Practical example — password must contain at least one digit and one uppercase letter:

Java
Pattern p = Pattern.compile("^(?=.*[A-Z])(?=.*\\d).{8,}$");
Each lookahead checks a condition at position 0 without advancing the cursor.

What is ReDoS and how do you prevent it?

ReDoS (Regular Expression Denial of Service) is a vulnerability where a malicious input causes the regex engine to enter catastrophic backtracking, consuming exponential time.

It occurs with patterns that have:

  • Nested quantifiers: (a+)+
  • Overlapping alternation: (a|a)+
  • Ambiguous repetition: (\w+\s?)+

Prevention strategies:

  1. Use possessive quantifiers (a++) or atomic groups ((?>a+)) to prevent backtracking
  2. Avoid nested quantifiers — flatten them
  3. Anchor patterns with ^ and $
  4. Set a timeout or run regex in a separate thread with a deadline
  5. Use static analysis tools to detect vulnerable patterns before deployment
What does the MULTILINE flag actually do? How is it different from DOTALL?

MULTILINE ((?m)) changes the behavior of ^ and $:

  • Without it: ^ matches start of input, $ matches end of input
  • With it: ^ also matches after \n, $ also matches before \n

DOTALL ((?s)) changes the behavior of .:

  • Without it: . matches any character except \n
  • With it: . matches any character including \n

They are independent flags. You can use both, one, or neither.

Java
String input = "line1\nline2\nline3";

// Without MULTILINE: ^ only matches start of entire input
Pattern.compile("^\\w+").matcher(input).find();      // "line1"

// With MULTILINE: ^ matches start of each line
Pattern.compile("(?m)^\\w+").matcher(input).results()
    .map(MatchResult::group).toList(); // ["line1", "line2", "line3"]
How would you extract all key-value pairs from a config string like 'host=localhost;port=8080;debug=true'?

Use named capturing groups for clarity:

Java
Pattern p = Pattern.compile("(?<key>\\w+)=(?<value>[^;]+)");
Matcher m = p.matcher("host=localhost;port=8080;debug=true");

Map<String, String> config = new LinkedHashMap<>();
while (m.find()) {
    config.put(m.group("key"), m.group("value"));
}
// {host=localhost, port=8080, debug=true}

In Java 9+, you can use matcher.results() with streams for a more functional approach:

Java
Map<String, String> config = p.matcher(input).results()
    .collect(Collectors.toMap(
        mr -> mr.group("key"),
        mr -> mr.group("value")
    ));

Is Pattern thread-safe? Is Matcher thread-safe?

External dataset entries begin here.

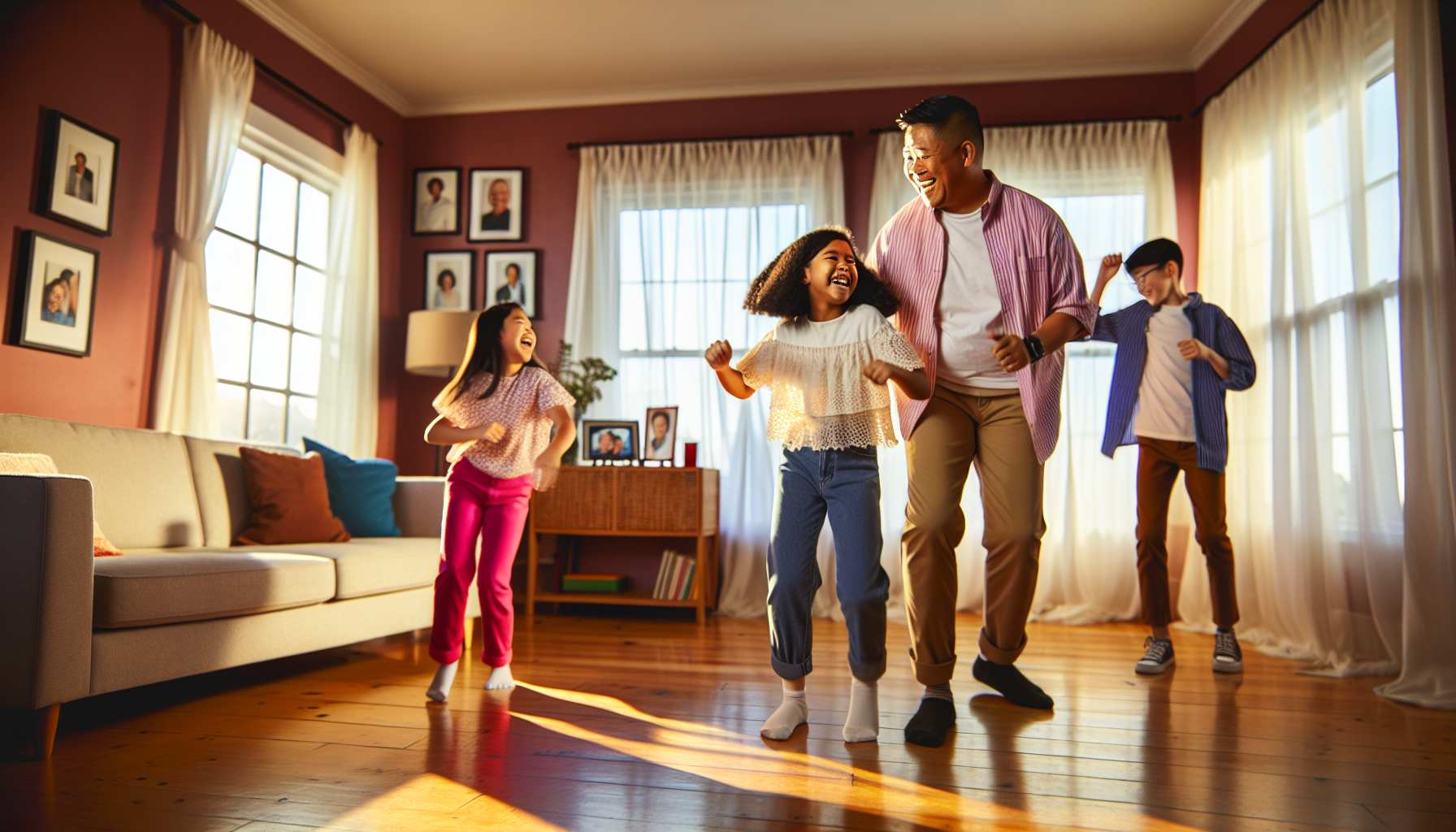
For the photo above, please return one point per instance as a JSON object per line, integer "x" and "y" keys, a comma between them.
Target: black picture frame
{"x": 496, "y": 279}
{"x": 481, "y": 181}
{"x": 28, "y": 324}
{"x": 53, "y": 198}
{"x": 436, "y": 261}
{"x": 450, "y": 188}
{"x": 592, "y": 436}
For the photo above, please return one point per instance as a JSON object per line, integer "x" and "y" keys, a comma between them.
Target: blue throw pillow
{"x": 360, "y": 492}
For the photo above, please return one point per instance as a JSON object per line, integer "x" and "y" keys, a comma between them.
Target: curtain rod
{"x": 580, "y": 145}
{"x": 184, "y": 12}
{"x": 1197, "y": 111}
{"x": 1171, "y": 119}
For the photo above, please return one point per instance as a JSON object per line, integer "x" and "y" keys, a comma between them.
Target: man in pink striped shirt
{"x": 990, "y": 288}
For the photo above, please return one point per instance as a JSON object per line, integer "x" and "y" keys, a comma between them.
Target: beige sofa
{"x": 182, "y": 599}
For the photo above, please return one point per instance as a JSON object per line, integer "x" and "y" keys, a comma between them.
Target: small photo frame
{"x": 54, "y": 295}
{"x": 496, "y": 204}
{"x": 660, "y": 437}
{"x": 610, "y": 440}
{"x": 77, "y": 174}
{"x": 437, "y": 202}
{"x": 513, "y": 275}
{"x": 448, "y": 280}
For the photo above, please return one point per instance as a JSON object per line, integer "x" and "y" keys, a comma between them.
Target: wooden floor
{"x": 652, "y": 726}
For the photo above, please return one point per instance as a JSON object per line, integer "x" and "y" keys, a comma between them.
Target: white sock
{"x": 500, "y": 679}
{"x": 792, "y": 713}
{"x": 444, "y": 677}
{"x": 862, "y": 723}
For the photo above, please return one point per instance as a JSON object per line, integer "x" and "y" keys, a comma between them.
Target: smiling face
{"x": 833, "y": 275}
{"x": 518, "y": 338}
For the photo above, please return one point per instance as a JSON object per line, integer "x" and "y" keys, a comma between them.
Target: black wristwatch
{"x": 1034, "y": 347}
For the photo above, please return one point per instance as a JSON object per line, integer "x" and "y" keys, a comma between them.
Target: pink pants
{"x": 478, "y": 507}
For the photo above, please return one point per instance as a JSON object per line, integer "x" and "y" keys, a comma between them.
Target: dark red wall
{"x": 119, "y": 75}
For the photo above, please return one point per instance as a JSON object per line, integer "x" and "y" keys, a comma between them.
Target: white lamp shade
{"x": 436, "y": 341}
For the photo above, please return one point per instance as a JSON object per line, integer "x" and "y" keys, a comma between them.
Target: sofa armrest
{"x": 419, "y": 505}
{"x": 46, "y": 598}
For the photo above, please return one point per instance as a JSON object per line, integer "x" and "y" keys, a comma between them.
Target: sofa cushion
{"x": 194, "y": 585}
{"x": 141, "y": 484}
{"x": 373, "y": 566}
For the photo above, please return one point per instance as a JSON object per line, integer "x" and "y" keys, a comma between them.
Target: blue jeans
{"x": 845, "y": 486}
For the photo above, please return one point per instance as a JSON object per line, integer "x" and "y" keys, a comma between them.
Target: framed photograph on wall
{"x": 610, "y": 440}
{"x": 496, "y": 204}
{"x": 660, "y": 439}
{"x": 450, "y": 280}
{"x": 513, "y": 275}
{"x": 54, "y": 295}
{"x": 77, "y": 174}
{"x": 437, "y": 202}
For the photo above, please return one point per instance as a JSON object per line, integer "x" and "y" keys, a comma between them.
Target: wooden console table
{"x": 630, "y": 503}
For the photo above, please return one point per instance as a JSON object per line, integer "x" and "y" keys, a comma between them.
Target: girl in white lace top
{"x": 829, "y": 365}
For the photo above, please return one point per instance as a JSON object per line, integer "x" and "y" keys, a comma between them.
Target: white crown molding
{"x": 322, "y": 50}
{"x": 756, "y": 88}
{"x": 1222, "y": 29}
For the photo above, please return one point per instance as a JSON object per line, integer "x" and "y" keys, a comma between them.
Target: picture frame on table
{"x": 77, "y": 174}
{"x": 450, "y": 280}
{"x": 496, "y": 204}
{"x": 54, "y": 295}
{"x": 610, "y": 440}
{"x": 513, "y": 275}
{"x": 660, "y": 435}
{"x": 437, "y": 202}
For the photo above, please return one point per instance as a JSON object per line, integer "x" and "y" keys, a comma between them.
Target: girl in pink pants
{"x": 498, "y": 413}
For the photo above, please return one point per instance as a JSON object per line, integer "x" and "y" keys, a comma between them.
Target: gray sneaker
{"x": 1226, "y": 655}
{"x": 1159, "y": 656}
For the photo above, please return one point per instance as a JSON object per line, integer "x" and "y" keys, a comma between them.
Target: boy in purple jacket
{"x": 1176, "y": 358}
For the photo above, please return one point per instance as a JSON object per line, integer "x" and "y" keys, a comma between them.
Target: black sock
{"x": 930, "y": 725}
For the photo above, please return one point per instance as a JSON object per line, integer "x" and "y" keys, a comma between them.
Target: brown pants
{"x": 957, "y": 430}
{"x": 1158, "y": 465}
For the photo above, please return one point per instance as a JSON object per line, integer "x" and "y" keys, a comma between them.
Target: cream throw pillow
{"x": 42, "y": 464}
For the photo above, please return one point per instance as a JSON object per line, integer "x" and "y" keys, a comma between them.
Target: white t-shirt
{"x": 1165, "y": 396}
{"x": 970, "y": 308}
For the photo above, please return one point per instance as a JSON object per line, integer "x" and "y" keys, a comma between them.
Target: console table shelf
{"x": 630, "y": 503}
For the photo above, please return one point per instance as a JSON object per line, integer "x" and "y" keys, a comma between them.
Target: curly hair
{"x": 779, "y": 288}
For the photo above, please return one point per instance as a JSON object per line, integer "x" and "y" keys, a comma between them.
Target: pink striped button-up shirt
{"x": 1037, "y": 270}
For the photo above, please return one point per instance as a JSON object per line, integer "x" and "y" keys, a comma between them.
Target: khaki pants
{"x": 957, "y": 430}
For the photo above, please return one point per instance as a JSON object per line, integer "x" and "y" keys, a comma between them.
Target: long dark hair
{"x": 779, "y": 290}
{"x": 483, "y": 354}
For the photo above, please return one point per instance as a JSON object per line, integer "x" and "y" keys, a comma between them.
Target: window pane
{"x": 239, "y": 211}
{"x": 314, "y": 226}
{"x": 274, "y": 288}
{"x": 305, "y": 378}
{"x": 231, "y": 337}
{"x": 232, "y": 402}
{"x": 303, "y": 417}
{"x": 280, "y": 206}
{"x": 308, "y": 301}
{"x": 229, "y": 273}
{"x": 270, "y": 356}
{"x": 266, "y": 416}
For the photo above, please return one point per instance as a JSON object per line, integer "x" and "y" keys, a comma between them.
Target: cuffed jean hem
{"x": 999, "y": 656}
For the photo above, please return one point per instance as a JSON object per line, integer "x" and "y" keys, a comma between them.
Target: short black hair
{"x": 779, "y": 288}
{"x": 1155, "y": 253}
{"x": 952, "y": 117}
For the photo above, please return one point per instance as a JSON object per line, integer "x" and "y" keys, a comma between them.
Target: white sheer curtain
{"x": 349, "y": 379}
{"x": 1112, "y": 183}
{"x": 217, "y": 84}
{"x": 1428, "y": 365}
{"x": 1299, "y": 244}
{"x": 667, "y": 240}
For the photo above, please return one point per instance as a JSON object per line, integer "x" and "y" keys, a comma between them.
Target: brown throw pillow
{"x": 42, "y": 464}
{"x": 290, "y": 500}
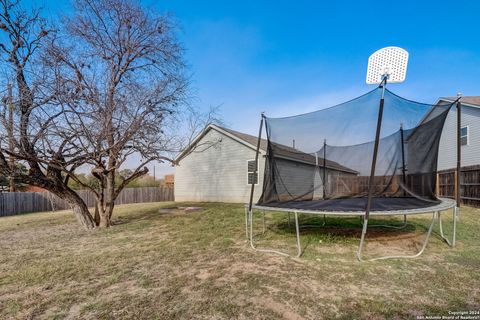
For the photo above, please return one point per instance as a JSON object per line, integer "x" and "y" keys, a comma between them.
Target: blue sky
{"x": 288, "y": 57}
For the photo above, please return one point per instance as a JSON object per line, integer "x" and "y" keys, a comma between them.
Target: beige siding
{"x": 217, "y": 171}
{"x": 448, "y": 142}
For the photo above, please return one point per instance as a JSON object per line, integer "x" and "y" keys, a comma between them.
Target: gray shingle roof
{"x": 473, "y": 100}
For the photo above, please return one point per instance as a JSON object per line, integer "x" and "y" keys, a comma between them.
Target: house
{"x": 470, "y": 134}
{"x": 169, "y": 180}
{"x": 219, "y": 166}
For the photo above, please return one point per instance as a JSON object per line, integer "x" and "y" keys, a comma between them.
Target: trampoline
{"x": 375, "y": 155}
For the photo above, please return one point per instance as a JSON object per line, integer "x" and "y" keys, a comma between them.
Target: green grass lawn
{"x": 153, "y": 265}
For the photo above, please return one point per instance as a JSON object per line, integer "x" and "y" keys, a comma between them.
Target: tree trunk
{"x": 80, "y": 210}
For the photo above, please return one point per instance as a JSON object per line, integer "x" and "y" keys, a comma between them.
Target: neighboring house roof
{"x": 284, "y": 152}
{"x": 472, "y": 101}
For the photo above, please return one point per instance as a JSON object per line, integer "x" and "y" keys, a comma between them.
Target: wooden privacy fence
{"x": 12, "y": 203}
{"x": 469, "y": 185}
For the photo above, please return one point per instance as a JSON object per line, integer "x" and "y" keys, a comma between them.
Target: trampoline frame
{"x": 436, "y": 211}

Pattern is immutable and thread-safe. You should compile it once and store it in a static final field.

Matcher is stateful and NOT thread-safe. It maintains internal state (current position, group captures, etc.). Each thread must create its own Matcher instance via pattern.matcher(input).

Java
// Correct concurrent usage
private static final Pattern PATTERN = Pattern.compile("\\d+");

// Each thread creates its own Matcher
public boolean validate(String input) {
    return PATTERN.matcher(input).matches(); // new Matcher each call
}
Write a regex to validate an IPv4 address.

Each octet must be 0-255. This requires careful range handling:

Java
Pattern IPV4 = Pattern.compile(
    "^((25[0-5]|2[0-4]\\d|[01]?\\d\\d?)\\.){3}" +
    "(25[0-5]|2[0-4]\\d|[01]?\\d\\d?)$"
);

IPV4.matcher("192.168.1.1").matches();    // true
IPV4.matcher("255.255.255.255").matches(); // true
IPV4.matcher("256.1.1.1").matches();       // false
IPV4.matcher("1.2.3").matches();           // false

Breakdown of each octet: 25[0-5] matches 250-255, 2[0-4]\d matches 200-249, [01]?\d\d? matches 0-199. The order matters because the regex engine tries alternatives left-to-right.

In production, prefer InetAddress.getByName() with validation — regex cannot catch semantic issues like reserved ranges.